Quelles valeurs pourraient réunir toute la gauche aujourd’hui ?

Ce qui définit la gauche ontologiquement, c’est le refus absolu de la violence et l’obsession de la justice et de l’égalité, et par conséquent un attachement profond aux services publics, au premier rang desquels figure l’école, et à ceux qui s’y consacrent. C’est la volonté de se rapprocher de la vérité et de la dire, c’est aussi le devoir de protéger le débat public des manipulations, des abaissements, des insultes et des emportements. C’est une relation aux biens communs (l’air, l’eau, la biodiversité…) qui doit conduire chaque génération à gouverner avec la préoccupation de celles qui suivront. C’est aussi une foi dans le progrès, autrement dit une fidélité à l’esprit des Lumières, à la pensée rationnelle, à la nuance – autant de principes sans lesquels il n’est pas de tolérance possible. 

Comment battre le RN ? 

Encore une fois, je comprends la nécessité de l’union de la gauche pour combattre le RN et, au-delà, de tous les républicains susceptibles de se reconnaître dans son combat, si toutefois la gauche est irréprochable, sincère et crédible. Ce que je conteste, c’est l’alliance avec l’extrême gauche, dont on a vu sous nos yeux les excès, les insultes et les outrances. Si l’on veut battre le RN, il faut être clair sur les valeurs et les principes. Cela ne relève en rien de la leçon de morale, mais de la recherche de l’efficacité politique, car si vous voulez battre le pire des partis, il faut que ceux qui ne pensent pas comme vous ne le préfèrent pas à ceux avec lesquels vous vous êtes alliés. Or, ceux-là – je veux parler de LFI – auront contribué à donner au RN une respectabilité qu’il ne méritait pas. Ils font eux aussi l’objet, désormais, d’un rejet profond.

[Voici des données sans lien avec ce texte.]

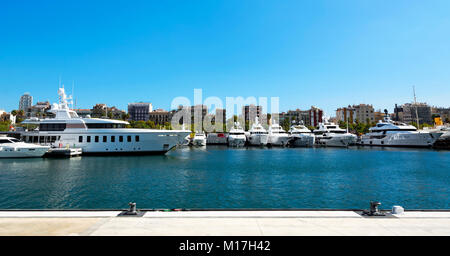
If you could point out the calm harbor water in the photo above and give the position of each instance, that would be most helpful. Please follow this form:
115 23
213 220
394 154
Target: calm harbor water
219 177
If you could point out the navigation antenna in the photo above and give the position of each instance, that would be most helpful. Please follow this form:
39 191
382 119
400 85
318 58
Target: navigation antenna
415 103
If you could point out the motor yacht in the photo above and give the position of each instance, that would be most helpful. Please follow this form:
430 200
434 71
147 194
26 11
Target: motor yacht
14 148
277 136
258 136
236 136
98 136
199 139
331 135
390 133
301 136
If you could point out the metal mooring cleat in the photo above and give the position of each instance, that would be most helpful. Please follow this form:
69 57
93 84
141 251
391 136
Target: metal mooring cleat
373 211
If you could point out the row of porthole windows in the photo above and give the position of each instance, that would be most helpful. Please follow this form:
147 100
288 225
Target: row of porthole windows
105 138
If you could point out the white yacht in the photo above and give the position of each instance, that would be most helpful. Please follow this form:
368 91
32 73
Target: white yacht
98 136
14 148
258 136
199 139
389 133
277 136
301 136
331 135
236 136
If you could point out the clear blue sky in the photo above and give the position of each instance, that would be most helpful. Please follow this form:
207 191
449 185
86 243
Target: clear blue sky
323 53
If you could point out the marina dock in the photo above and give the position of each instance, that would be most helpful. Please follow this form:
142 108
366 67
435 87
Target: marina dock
223 223
64 152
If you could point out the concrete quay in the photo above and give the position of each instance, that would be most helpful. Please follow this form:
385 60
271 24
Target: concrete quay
223 223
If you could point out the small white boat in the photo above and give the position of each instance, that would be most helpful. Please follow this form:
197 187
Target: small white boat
388 133
199 139
236 136
258 136
14 148
331 135
301 136
277 136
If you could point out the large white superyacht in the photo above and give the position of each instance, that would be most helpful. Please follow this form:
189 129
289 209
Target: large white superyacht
258 136
236 136
13 148
199 139
278 136
98 136
390 133
331 135
301 136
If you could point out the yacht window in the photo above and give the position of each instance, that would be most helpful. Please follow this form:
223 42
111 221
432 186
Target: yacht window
52 127
104 126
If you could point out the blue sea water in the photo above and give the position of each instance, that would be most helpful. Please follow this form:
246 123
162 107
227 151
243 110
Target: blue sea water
221 177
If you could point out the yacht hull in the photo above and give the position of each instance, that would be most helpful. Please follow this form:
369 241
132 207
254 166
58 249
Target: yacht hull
258 139
302 140
401 140
22 152
336 141
199 142
236 142
113 141
275 140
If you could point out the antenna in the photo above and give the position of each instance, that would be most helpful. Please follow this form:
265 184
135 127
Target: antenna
73 98
415 103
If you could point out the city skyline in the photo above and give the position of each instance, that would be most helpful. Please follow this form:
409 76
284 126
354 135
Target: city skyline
321 53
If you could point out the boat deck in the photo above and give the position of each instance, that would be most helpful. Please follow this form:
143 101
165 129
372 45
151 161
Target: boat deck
223 223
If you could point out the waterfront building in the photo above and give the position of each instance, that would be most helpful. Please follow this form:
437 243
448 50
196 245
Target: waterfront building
345 114
159 117
316 116
378 115
249 112
296 115
115 113
83 112
26 101
99 110
140 111
443 113
39 110
407 113
364 113
5 116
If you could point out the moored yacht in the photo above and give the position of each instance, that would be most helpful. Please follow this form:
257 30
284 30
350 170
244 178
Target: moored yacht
389 133
14 148
199 139
98 136
301 136
236 136
258 136
331 135
277 136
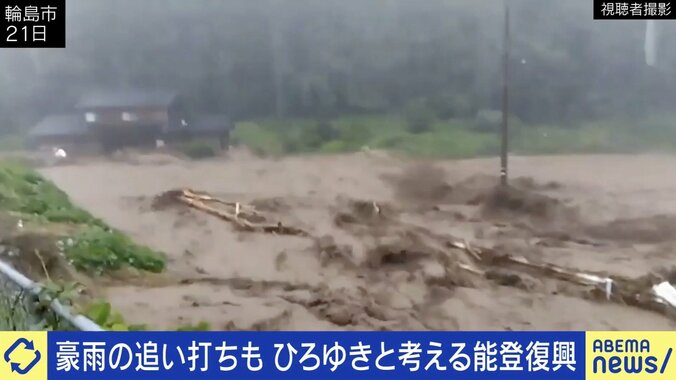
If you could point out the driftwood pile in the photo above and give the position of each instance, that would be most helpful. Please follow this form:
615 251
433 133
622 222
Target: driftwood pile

Qu’est-ce qui vous empêche aujourd’hui de rejoindre une coalition de gauche qui va jusqu’à François Hollande et Jean-Marc Ayrault ?

La Convention est un lieu de débats et de réflexion qui aspire à contribuer à la refondation de la gauche de gouvernement. Au moment des élections européennes, j’ai donc dit à la direction du Parti socialiste et à Raphaël Glucksmann notre disponibilité pour participer à un large rassemblement, ce qui supposait que la liste soit ouverte et que nous fassions campagne ensemble. Cette main tendue n’a pas été saisie, pour ne pas déplaire à ceux avec lesquels on projetait déjà de s’allier après l’élection. J’ai alors compris que la ligne de Raphaël Glucksmann, qui était aussi la nôtre, serait préemptée et dévoyée par la direction actuelle du Parti socialiste, au lendemain de l’élection, pour poursuivre l’aventure de la Nupes, avec le même sectarisme qu’hier. Les événements ont montré que cette analyse était juste. 

Ce qui m’empêche de rejoindre le Nouveau Front populaire, c’est donc la conviction que seules la clarté, la sincérité et la constance peuvent, dans un monde où le calcul domine partout, emporter la conviction du plus grand nombre de Français qui ne veulent pas du pire ou qui sont écœurés par les jeux politiciens. Je comprends la position de ceux qui raisonnent autrement, mais je ne la partage pas. Je dis donc sans arrière-pensées et sans calculs ce que je crois bon pour notre pays. Comme il semble que nous soyons peu nombreux à penser ainsi, c’est sans préjudice causé à la masse de ceux qui ont fait d’autres choix. Et si nous devions avoir raison demain, alors nous aurions été utiles dans un moment troublé pour contribuer à ouvrir un autre chemin.